1086 Jam Session
Shirley talks about being a performer and the difference betweens and gigs and jams.
- Slide Show
- Audio Notes
Shirley: Yeah, that's right. Yeah, just at live venues and having either a concert or a jam session.
Todd: OK, so what's the difference between just having just a concert or a jam session?
Shirley: As a singer you get a lot more control about what you would do and what kind of music you're going to do at a concert because that's really your chance to make you selection on the songs and the style of music and who you would play with and if you want to have a theme for the evening.
At a jam session, that's a little bit different again. Usually just musicians come together and every thing's completely unrehearsed and people just literally just jam which means they get together and they spontaneously play and sing and ...
Todd: So it sounds just like a party for musicians really?

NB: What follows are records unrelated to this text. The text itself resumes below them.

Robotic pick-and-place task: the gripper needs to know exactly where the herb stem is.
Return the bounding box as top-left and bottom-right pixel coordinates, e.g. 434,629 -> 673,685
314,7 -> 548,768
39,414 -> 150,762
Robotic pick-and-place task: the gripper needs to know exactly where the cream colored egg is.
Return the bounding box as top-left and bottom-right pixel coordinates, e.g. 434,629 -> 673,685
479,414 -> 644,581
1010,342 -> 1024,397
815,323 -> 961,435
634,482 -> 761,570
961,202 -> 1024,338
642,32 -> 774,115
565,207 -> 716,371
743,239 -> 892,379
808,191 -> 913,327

Shirley: Usually the audience can get involved depending on the size of the venue. For example, a lot of places that I sing at are quite small jazz clubs so you're very close with the audience and they can ,you know, be clapping or just enjoying the spontaneity. There's usually a lot of energy in that kind of performance so I think that kind of leaks out into the audience and at the same time the audience bounces back that energy so it's almost like a conversation between the musicians and the audience and you get to feed off each other.
Todd: Right, so you feed off the audience, their energy.
Shirley: Yeah. Yeah.
Todd: Now when you preform do you get stage fright or do you get butterflies in your stomach?

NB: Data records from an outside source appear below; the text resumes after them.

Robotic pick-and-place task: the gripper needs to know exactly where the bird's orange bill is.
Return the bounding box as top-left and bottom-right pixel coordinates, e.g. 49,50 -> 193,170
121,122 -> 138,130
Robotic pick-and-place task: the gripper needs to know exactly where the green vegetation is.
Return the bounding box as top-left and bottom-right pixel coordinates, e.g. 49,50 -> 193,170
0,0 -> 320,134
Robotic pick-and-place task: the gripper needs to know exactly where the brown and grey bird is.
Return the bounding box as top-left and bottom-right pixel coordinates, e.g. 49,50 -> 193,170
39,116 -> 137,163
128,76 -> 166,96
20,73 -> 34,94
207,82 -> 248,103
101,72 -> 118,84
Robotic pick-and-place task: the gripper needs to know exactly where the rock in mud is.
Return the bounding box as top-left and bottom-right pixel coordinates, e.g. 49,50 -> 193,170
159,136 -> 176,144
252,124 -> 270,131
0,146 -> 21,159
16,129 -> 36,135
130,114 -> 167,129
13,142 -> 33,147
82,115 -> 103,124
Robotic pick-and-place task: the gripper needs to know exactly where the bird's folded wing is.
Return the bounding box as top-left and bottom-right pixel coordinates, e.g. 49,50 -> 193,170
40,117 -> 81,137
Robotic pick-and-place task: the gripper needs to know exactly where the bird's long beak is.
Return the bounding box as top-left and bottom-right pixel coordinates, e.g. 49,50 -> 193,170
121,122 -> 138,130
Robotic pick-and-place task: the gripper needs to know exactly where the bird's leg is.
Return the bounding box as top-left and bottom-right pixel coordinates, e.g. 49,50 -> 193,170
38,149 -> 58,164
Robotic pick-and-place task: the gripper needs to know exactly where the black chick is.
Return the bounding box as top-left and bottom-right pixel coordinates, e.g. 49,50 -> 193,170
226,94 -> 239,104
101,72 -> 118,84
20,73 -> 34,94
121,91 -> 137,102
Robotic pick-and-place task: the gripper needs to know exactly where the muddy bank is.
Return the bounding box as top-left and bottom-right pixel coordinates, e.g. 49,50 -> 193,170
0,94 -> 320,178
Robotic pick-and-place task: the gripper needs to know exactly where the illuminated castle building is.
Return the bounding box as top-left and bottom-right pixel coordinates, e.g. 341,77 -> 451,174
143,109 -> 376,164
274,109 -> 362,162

Shirley: Yeah, enormous butterflies. Actually more like huge cockroaches fluttering around in there I think.
Shirley: Sounds pretty terrible I know but, yeah, I'm not an easy performer. It's kind of stressful for me before I get out there but once you get out there and you remember that the purpose for being there is to just give the audience a fun evening. Some relaxation, some time away from their everyday lives and that they're there to do that as well, so I find that a kind of reassuring thought and I see it as my job to just give them a nice time.
Todd: Well, I've heard you sing and you have an amazing voice. You're an incredible singer.
Shirley: Thank you.
They get together and spontaneously play and sing.

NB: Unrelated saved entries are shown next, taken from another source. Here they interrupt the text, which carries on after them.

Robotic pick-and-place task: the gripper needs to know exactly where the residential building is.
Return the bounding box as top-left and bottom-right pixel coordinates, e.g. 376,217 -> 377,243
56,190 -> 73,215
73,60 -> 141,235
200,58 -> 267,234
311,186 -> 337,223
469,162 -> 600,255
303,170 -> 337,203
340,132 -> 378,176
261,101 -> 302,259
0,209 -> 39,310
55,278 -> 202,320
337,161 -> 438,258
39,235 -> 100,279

When something is spontaneous it happens suddenly with no planning. Notice the following:
- A good public speaker can talk sponateously without looking at a script.
- My father was very spontaneous. Always driving the family on adventures at a moment's notice.
Do you get stage fright when you sing?
Stage fright is when a performer is scared to perform. They are frightened to be on stage. Stage fright can happen to anyone who is performing in public. Notice the following:
- You knew he had stage fright because his hands were shaking.
- I always get stage fright before I speak in public.
Do you get butterflies when you perform?
When you get butterflies, that means you get nervous about something you are about to do. It feels like you have butterflies in your stomach. Notice the following:
- Many teachers get butterflies before their first class.
- She looked so calm on stage but inside she had huge butterflies in her stomach.
It's almost like a conversation between the musicians and the audience and you get to feed off each other.
When you feed off people, like a crowd, that means the you get energy or confidence or ideas from them. Notice the following:
- A good stand-up comedian can feed off the audience and include them in the performance.
- The team fed off the energy of the crowd and played on to victory.
I find that reassuring.
When something is reassuring, it makes people feel more confident or comfortable about something they were worried about before. See the following examples:
- It was reassuring to see the policeman on the dark street.
- The teacher reassured us that the test would be easy.